Le Chant des Sabres (Ozanam, Tentacle Eye - Casterman, collection KSTR) (Chroniques)
Lire la chronique complète
Folie d’un homme, folie des hommes, « le chant des sabres » questionne juste.
Un seigneur chinois entraîne dans sa folie son plus fidèle disciple ainsi que son royaume.
Un couple s’enroule l’un contre l’autre dans une danse d’amour au milieu d’un champ de tournesol. Douce folie jaune lentement tempérée par le rougeoyant soleil du soir.
Lui, So Eyon, est le fidèle bras droit d’un mandarin chinois dont le royaume est en état de déliquescence presque aussi avancé que la tête de son souverain. Fidèle parmi les fidèles et obéissant aveuglément à son maître, il dirige avec fermeté la garde suivant le code de l’honneur des guerriers et ne craint point la mort. Peu loquace, il jouit d’un respect immense autant par son habileté exceptionnelle à manier le sabre que par la peur que suscite le moindre écart de conduite immédiatement sanctionné par sa lame. Elle, Jiang, la femme de So Eyon, ressemble à une jeune pousse insouciante qui cherche le soleil au début du printemps. Son regard innocent est pourtant bien sombre et cache une folie qu’elle a toute les peines du monde à dissimuler.
Mais la danse onirique des deux papillons dans leur champ de fleurs ne dure pas. Le seigneur Fu Shu-Ing fait appeler So Eyon et le ramène à la triste réalité d’une Chine qui perd la tête dans les vapeurs d’opium que la perfide Albion lui impose. La révolte des Taiping gronde et le général Xao Paï marche déjà à la tête de 500 hommes sur le seigneur fou qui ordonne à ses hommes de combattre à l’aide de courges et de bambous. Même le plus valeureux des guerriers, armé de la cucurbitacée la plus gouteuse, ne peut espérer accomplir de miracle. La lutte est inégale, surtout quand son entourage manigance. Trahis, le guerrier se retrouve à errer tel un spectre, seul, sans sa belle. Celle-ci n’a un sort guerre enviable puisque sa folie aura finalement le dessus sur toutes ses longues années de détermination. Mais les belles histoires ont toutes une fin heureuse et le lien occulte qui relie le couple singulier leur permettra de vivre pleinement leur folie, à deux cette fois.
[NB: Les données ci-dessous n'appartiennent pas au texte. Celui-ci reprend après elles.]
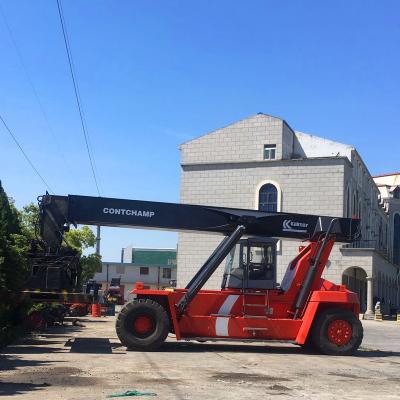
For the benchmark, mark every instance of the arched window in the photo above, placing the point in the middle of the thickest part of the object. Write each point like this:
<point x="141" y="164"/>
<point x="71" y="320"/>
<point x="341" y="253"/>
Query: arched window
<point x="268" y="198"/>
<point x="348" y="202"/>
<point x="396" y="239"/>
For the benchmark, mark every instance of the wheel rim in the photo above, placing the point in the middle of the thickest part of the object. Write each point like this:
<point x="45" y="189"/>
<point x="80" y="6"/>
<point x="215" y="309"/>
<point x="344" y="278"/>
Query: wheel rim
<point x="339" y="332"/>
<point x="143" y="325"/>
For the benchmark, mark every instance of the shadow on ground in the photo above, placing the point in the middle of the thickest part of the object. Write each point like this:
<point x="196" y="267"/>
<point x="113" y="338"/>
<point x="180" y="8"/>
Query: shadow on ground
<point x="191" y="347"/>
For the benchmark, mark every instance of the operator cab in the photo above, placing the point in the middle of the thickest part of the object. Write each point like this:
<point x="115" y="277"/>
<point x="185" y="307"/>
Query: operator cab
<point x="251" y="264"/>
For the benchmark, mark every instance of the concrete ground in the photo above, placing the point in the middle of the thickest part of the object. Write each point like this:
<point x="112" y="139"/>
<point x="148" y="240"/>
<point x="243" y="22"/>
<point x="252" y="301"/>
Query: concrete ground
<point x="89" y="363"/>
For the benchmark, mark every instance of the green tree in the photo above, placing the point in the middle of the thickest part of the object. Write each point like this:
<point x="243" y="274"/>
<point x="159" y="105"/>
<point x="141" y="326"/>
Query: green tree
<point x="80" y="239"/>
<point x="29" y="216"/>
<point x="13" y="245"/>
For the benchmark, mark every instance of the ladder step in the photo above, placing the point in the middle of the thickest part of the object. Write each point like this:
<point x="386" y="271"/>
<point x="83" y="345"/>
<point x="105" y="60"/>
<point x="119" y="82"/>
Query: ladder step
<point x="254" y="293"/>
<point x="221" y="315"/>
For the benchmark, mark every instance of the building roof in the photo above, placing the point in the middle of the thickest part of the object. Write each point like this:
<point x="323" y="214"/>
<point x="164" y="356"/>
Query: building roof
<point x="233" y="123"/>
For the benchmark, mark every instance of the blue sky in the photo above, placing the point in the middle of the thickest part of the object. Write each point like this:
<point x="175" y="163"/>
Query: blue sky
<point x="153" y="74"/>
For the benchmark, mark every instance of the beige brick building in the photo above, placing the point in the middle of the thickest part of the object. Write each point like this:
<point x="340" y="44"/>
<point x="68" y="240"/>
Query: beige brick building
<point x="261" y="163"/>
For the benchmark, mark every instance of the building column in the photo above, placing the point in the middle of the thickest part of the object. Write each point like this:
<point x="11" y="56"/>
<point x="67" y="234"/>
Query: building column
<point x="370" y="295"/>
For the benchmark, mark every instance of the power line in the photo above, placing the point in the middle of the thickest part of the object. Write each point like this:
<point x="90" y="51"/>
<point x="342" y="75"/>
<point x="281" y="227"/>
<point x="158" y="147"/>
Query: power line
<point x="25" y="155"/>
<point x="40" y="104"/>
<point x="81" y="115"/>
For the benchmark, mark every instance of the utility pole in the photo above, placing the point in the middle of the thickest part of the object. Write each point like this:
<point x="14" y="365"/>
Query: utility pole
<point x="98" y="241"/>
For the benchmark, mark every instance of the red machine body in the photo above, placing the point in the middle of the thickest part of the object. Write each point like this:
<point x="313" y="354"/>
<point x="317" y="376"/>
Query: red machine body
<point x="303" y="308"/>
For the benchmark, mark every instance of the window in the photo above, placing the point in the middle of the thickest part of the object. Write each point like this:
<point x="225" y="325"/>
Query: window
<point x="396" y="239"/>
<point x="166" y="273"/>
<point x="348" y="202"/>
<point x="269" y="151"/>
<point x="120" y="269"/>
<point x="268" y="198"/>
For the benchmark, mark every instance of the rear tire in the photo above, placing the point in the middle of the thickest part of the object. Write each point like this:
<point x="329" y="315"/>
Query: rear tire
<point x="337" y="332"/>
<point x="142" y="324"/>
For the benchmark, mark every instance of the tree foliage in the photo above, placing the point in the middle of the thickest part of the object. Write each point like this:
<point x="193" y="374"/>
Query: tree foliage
<point x="13" y="245"/>
<point x="80" y="239"/>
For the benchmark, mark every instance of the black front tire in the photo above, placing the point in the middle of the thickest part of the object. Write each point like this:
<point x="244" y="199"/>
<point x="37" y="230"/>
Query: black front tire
<point x="145" y="341"/>
<point x="320" y="336"/>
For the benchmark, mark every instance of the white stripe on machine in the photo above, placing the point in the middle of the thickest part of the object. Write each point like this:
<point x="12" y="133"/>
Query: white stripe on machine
<point x="221" y="323"/>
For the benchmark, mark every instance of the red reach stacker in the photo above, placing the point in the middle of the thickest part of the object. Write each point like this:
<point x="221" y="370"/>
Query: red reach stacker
<point x="303" y="308"/>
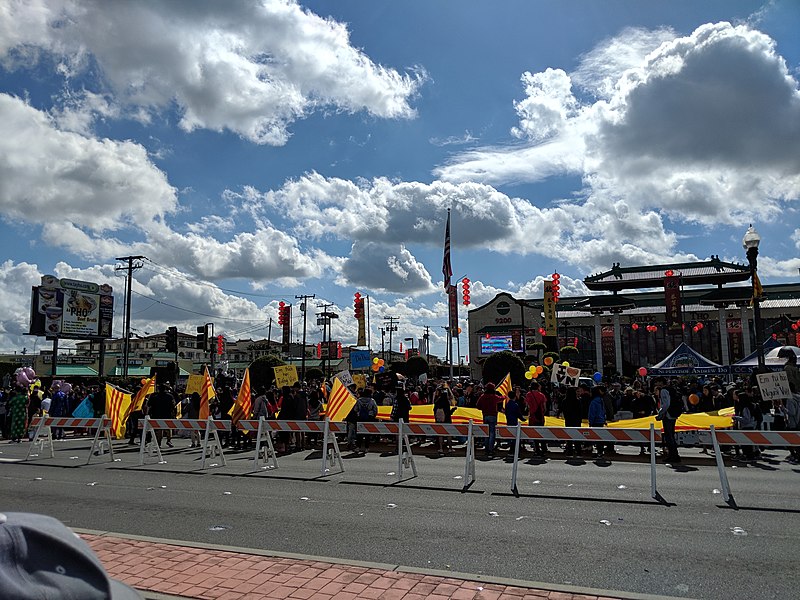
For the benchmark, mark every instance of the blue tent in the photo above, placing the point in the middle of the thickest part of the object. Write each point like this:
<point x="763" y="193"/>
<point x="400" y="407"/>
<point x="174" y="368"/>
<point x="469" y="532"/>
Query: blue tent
<point x="686" y="361"/>
<point x="771" y="359"/>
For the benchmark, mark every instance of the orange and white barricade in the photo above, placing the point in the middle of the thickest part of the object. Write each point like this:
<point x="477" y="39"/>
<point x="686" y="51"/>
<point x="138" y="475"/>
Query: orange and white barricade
<point x="44" y="434"/>
<point x="743" y="437"/>
<point x="582" y="434"/>
<point x="211" y="443"/>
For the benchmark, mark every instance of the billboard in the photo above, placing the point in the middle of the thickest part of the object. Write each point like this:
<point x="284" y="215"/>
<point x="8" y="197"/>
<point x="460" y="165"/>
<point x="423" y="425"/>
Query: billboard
<point x="71" y="309"/>
<point x="495" y="343"/>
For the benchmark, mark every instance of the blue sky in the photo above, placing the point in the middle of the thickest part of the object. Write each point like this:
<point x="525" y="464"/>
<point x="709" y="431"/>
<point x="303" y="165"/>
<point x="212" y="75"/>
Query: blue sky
<point x="254" y="151"/>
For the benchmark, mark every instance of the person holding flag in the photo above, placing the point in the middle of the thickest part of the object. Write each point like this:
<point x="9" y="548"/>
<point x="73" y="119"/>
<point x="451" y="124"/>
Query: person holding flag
<point x="242" y="409"/>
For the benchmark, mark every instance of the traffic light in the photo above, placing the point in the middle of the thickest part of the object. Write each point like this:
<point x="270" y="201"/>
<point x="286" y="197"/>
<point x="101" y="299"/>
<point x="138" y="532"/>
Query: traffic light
<point x="358" y="306"/>
<point x="556" y="286"/>
<point x="281" y="306"/>
<point x="202" y="337"/>
<point x="172" y="339"/>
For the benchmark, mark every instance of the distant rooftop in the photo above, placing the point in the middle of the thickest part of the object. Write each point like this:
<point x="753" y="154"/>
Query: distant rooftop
<point x="709" y="272"/>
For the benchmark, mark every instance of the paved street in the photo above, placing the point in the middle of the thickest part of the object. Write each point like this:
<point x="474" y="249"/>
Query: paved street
<point x="579" y="523"/>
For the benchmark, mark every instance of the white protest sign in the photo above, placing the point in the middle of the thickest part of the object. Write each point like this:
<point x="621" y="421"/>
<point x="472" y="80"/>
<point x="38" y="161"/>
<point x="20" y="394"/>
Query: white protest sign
<point x="565" y="375"/>
<point x="774" y="386"/>
<point x="345" y="378"/>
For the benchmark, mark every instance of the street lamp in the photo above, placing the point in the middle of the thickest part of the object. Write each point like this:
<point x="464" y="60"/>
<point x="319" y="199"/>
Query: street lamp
<point x="750" y="243"/>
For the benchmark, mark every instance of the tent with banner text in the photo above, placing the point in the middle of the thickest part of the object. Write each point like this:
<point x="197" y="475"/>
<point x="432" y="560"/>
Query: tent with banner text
<point x="684" y="360"/>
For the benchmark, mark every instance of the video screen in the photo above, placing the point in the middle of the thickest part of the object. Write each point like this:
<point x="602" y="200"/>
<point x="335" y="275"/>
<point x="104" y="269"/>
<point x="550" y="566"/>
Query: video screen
<point x="495" y="343"/>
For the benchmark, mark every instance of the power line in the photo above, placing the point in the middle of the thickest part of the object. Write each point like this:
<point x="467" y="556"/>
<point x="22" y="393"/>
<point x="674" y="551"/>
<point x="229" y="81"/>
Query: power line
<point x="177" y="275"/>
<point x="202" y="314"/>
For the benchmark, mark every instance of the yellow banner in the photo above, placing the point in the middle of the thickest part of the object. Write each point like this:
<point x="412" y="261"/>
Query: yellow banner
<point x="195" y="384"/>
<point x="286" y="375"/>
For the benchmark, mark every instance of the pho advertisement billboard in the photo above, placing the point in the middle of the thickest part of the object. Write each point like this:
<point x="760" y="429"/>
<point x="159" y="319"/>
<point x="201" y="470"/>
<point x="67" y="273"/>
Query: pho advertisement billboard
<point x="72" y="309"/>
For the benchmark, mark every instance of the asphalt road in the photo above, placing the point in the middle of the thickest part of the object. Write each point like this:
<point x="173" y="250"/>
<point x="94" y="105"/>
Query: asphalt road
<point x="579" y="523"/>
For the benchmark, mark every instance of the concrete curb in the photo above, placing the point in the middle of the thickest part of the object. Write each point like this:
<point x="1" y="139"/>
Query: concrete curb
<point x="538" y="585"/>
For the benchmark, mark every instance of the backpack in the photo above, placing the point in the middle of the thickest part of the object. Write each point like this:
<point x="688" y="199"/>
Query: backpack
<point x="675" y="408"/>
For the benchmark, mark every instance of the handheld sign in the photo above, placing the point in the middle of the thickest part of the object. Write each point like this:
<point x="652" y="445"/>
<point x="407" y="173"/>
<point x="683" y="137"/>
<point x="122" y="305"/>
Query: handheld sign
<point x="565" y="375"/>
<point x="345" y="378"/>
<point x="286" y="375"/>
<point x="774" y="386"/>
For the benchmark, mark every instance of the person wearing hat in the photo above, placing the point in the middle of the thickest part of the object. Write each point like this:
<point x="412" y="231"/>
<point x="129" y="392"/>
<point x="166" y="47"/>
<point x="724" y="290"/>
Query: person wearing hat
<point x="488" y="404"/>
<point x="41" y="558"/>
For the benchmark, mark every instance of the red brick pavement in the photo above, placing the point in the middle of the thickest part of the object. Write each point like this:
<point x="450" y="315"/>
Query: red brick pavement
<point x="225" y="575"/>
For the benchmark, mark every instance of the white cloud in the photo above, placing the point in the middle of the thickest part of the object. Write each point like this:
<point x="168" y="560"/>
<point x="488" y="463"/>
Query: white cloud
<point x="52" y="176"/>
<point x="385" y="268"/>
<point x="701" y="129"/>
<point x="16" y="281"/>
<point x="251" y="68"/>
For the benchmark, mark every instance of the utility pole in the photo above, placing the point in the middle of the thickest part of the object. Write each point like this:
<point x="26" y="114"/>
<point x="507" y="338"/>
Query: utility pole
<point x="326" y="339"/>
<point x="303" y="299"/>
<point x="130" y="268"/>
<point x="391" y="326"/>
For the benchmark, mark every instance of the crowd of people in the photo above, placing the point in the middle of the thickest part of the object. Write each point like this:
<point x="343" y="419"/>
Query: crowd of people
<point x="597" y="405"/>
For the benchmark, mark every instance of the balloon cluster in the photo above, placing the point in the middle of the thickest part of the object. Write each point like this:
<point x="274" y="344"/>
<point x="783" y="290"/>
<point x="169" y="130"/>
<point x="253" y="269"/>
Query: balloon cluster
<point x="534" y="371"/>
<point x="24" y="376"/>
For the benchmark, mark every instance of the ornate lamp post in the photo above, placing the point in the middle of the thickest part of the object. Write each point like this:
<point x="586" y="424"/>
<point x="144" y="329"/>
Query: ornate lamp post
<point x="750" y="243"/>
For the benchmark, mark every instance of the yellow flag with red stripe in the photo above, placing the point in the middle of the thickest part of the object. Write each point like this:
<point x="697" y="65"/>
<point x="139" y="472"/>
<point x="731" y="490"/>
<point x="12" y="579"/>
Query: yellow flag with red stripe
<point x="206" y="395"/>
<point x="340" y="402"/>
<point x="147" y="388"/>
<point x="504" y="389"/>
<point x="118" y="403"/>
<point x="243" y="406"/>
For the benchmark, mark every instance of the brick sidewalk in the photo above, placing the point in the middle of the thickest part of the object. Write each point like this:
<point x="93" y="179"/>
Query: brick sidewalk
<point x="226" y="575"/>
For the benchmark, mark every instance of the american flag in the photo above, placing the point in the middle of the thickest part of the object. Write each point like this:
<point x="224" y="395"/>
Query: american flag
<point x="447" y="268"/>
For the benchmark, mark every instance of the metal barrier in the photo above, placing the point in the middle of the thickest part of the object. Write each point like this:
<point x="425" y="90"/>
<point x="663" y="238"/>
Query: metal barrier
<point x="743" y="438"/>
<point x="44" y="433"/>
<point x="582" y="434"/>
<point x="210" y="439"/>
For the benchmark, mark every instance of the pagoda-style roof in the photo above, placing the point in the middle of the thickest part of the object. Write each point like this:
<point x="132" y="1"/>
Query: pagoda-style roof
<point x="709" y="272"/>
<point x="611" y="303"/>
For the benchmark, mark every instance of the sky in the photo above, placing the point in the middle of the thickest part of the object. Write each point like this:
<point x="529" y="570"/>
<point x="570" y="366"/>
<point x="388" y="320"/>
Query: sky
<point x="258" y="151"/>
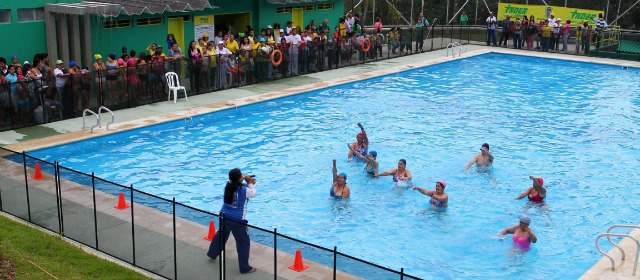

Après l’excellent « King David », Casterman, à travers sa collection KSTR, nous sort à nouveau un petit bijou digne de figurer sur les meilleures étagères. Sous la baguette d’Ozanam, encore lui, c’est cette fois Tentacle Eye qui est au pinceau et qui fait des merveilles. Qu’elles soient de terreur, de bonheur ou de folie les atmosphères sont superbement retranscrites par des pages entièrement brossées dans les mêmes teintes rouges, bleues ou vertes. La maîtrise des cadrages n’a d’égal que le découpage des cases ou plutôt l’équarrissage des cases devrait-on dire, tant elles sont taillées d’un coup de sabre leste. Cette virtuosité distillée avec habileté contribue tantôt au renforcement des émotions qui transpire des pages, tantôt à leur dissimulation. Du grand art.